OK, so I can’t sleep. I’m still mildly sinus infected and/or dealing with whatever that was at the beginning of last week, and recovering from my weekend get away to TJ. I should have passed out the second I hit the pillow. That would make sense. Since when have my sleeping patterns ever made sense, though.
A lot of the time when I can’t sleep, it’s because I’m obsessing on one particular thought or series of thoughts. Sometimes it’s because I’m excited about something. Tonight it seemed like I just had the vague sensation of having forgot something. Like, maybe I had forgotten to think of something or obsess over it. Maybe there was some future conversation that I hadn’t imagined yet and run through twelve hundred times in my head. One of these days, I’m going to be better at meditating that stuff out. Well, actually, I can meditate it out, but meditation doesn’t put me to sleep. Me’da says it works for him, but for me, it sort of heightened relaxed state, so it’s like I’m too focused on being relaxed to be relaxed enough to fall asleep.

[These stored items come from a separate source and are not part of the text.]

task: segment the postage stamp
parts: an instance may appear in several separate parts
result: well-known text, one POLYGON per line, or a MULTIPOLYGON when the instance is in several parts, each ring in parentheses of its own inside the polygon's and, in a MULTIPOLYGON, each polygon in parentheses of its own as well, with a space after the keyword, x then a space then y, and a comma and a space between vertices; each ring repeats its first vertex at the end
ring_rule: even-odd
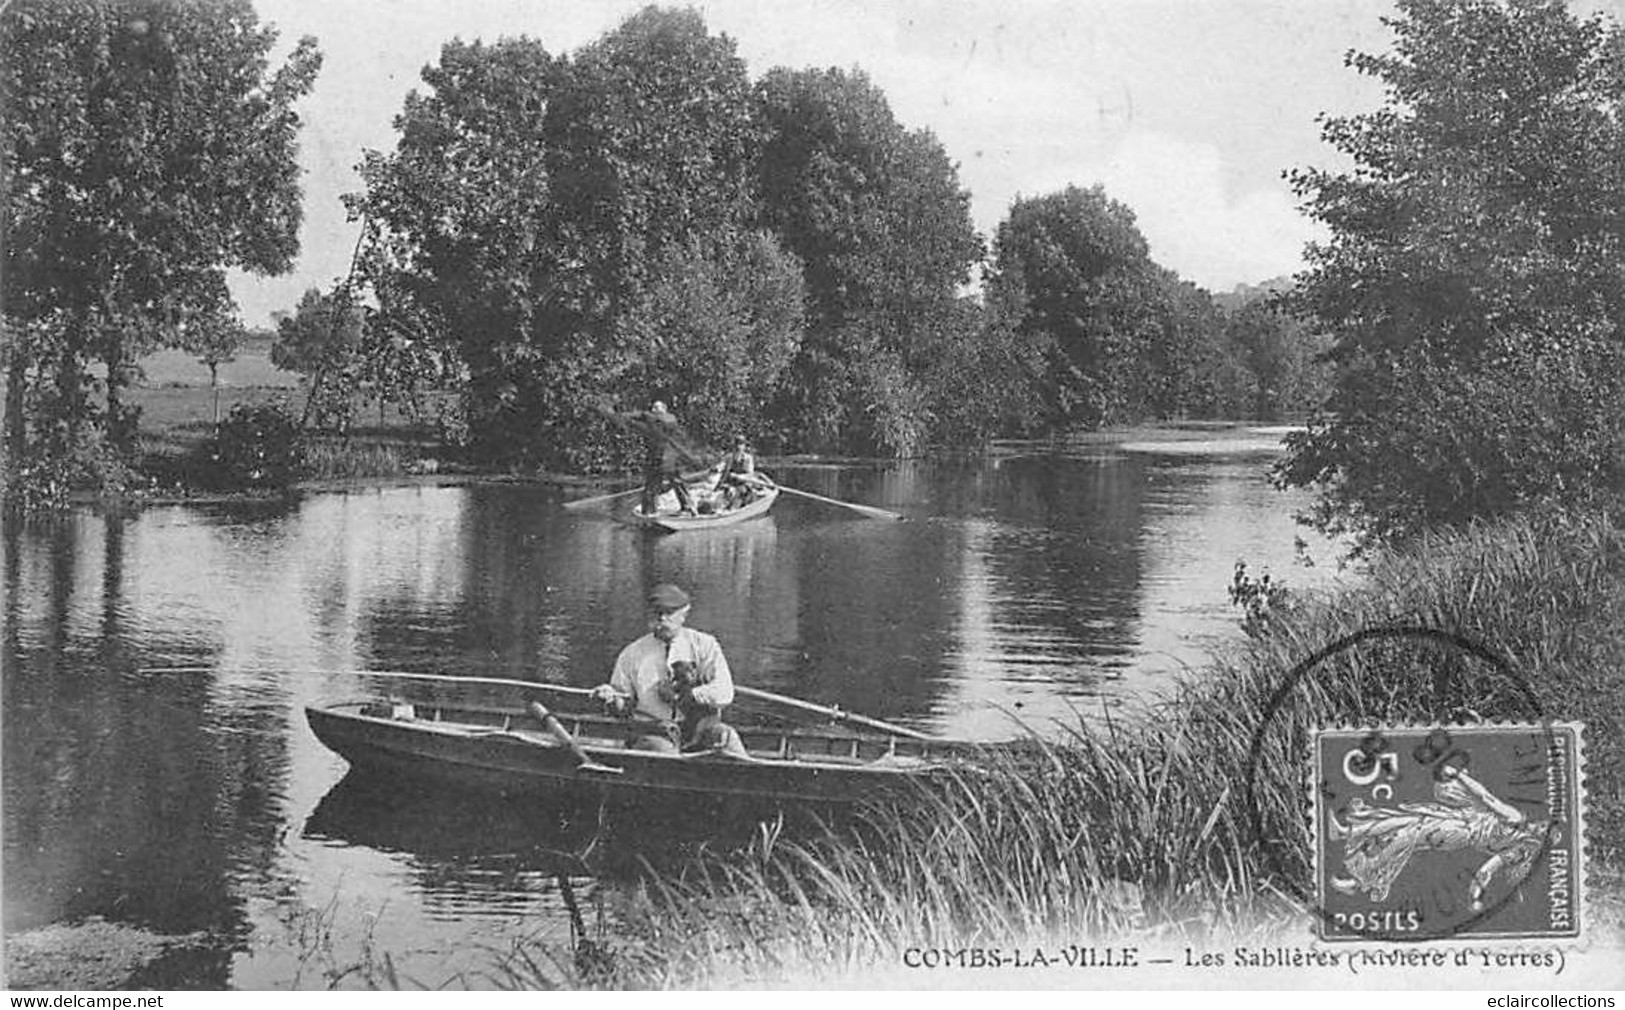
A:
POLYGON ((1322 939, 1578 937, 1581 730, 1318 731, 1311 768, 1322 939))

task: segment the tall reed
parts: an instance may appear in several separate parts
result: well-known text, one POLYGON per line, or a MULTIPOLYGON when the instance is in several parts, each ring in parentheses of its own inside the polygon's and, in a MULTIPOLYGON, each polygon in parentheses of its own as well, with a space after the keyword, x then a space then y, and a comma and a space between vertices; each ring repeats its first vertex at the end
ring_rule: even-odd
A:
POLYGON ((408 450, 393 444, 315 439, 305 449, 304 476, 310 480, 399 477, 408 468, 408 450))

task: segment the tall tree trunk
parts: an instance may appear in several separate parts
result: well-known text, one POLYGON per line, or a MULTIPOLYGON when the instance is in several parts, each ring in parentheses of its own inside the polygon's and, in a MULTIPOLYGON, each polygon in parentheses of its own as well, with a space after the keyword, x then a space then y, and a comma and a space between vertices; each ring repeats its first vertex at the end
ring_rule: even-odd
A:
POLYGON ((207 362, 209 366, 209 390, 214 394, 214 426, 220 427, 220 364, 207 362))
POLYGON ((135 425, 124 405, 124 387, 129 380, 124 365, 124 340, 111 336, 107 341, 102 356, 107 365, 107 440, 121 457, 128 459, 135 446, 135 425))
POLYGON ((15 461, 28 451, 28 418, 23 407, 28 394, 28 358, 20 346, 11 350, 6 365, 6 456, 15 461))
POLYGON ((41 420, 47 425, 45 442, 53 456, 71 453, 79 443, 79 432, 90 413, 85 395, 85 374, 80 364, 79 345, 70 339, 56 356, 56 402, 41 420))
POLYGON ((316 417, 317 397, 322 395, 322 383, 327 379, 327 363, 323 359, 316 366, 316 372, 310 378, 310 392, 305 396, 305 410, 299 415, 301 430, 310 427, 311 420, 316 417))

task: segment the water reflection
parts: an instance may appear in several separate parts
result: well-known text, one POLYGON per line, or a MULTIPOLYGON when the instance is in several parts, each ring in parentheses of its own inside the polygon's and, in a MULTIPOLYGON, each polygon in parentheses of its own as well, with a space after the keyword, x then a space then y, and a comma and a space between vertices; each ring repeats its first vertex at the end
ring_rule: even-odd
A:
POLYGON ((1042 729, 1144 698, 1234 638, 1238 556, 1323 577, 1292 568, 1299 503, 1262 466, 784 467, 907 518, 786 496, 666 537, 514 486, 7 525, 5 928, 207 930, 200 984, 276 986, 298 965, 261 941, 332 909, 331 928, 370 931, 419 977, 468 970, 446 952, 487 927, 563 928, 550 860, 604 829, 355 786, 302 711, 353 695, 343 671, 597 683, 641 634, 647 589, 675 581, 743 682, 951 735, 1042 729))
POLYGON ((362 846, 397 857, 430 912, 473 908, 500 915, 560 874, 585 877, 599 847, 593 812, 347 774, 316 804, 303 837, 331 848, 362 846))
POLYGON ((316 803, 302 837, 399 856, 426 902, 466 905, 481 892, 504 899, 513 889, 505 882, 520 876, 631 879, 702 847, 743 844, 762 819, 783 820, 763 811, 724 821, 724 811, 738 808, 513 798, 350 771, 316 803))
POLYGON ((136 672, 177 637, 143 605, 139 523, 81 515, 5 542, 5 926, 207 931, 216 954, 190 970, 223 985, 249 932, 241 884, 279 872, 285 699, 136 672))

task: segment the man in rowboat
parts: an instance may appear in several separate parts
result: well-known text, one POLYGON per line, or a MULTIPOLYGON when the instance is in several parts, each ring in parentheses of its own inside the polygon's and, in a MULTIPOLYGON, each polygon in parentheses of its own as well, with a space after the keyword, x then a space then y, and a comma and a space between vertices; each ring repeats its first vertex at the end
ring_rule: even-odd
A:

Whatever. Rambling. See this. This is why I don’t sleep. This is exactly what goes through my head.
Anyway, so I’m sitting here on the computer, and I’m reading blogs, and I see this one blog on Feministing about a documentary, and one of the people interviewed in the clip is an author. Next thing you know, I’m looking her up on Amazon, and buying three books.
Aarrrggghhhh! I need to go to sleep before I buy any shoes. I don’t need shoes. I don’t.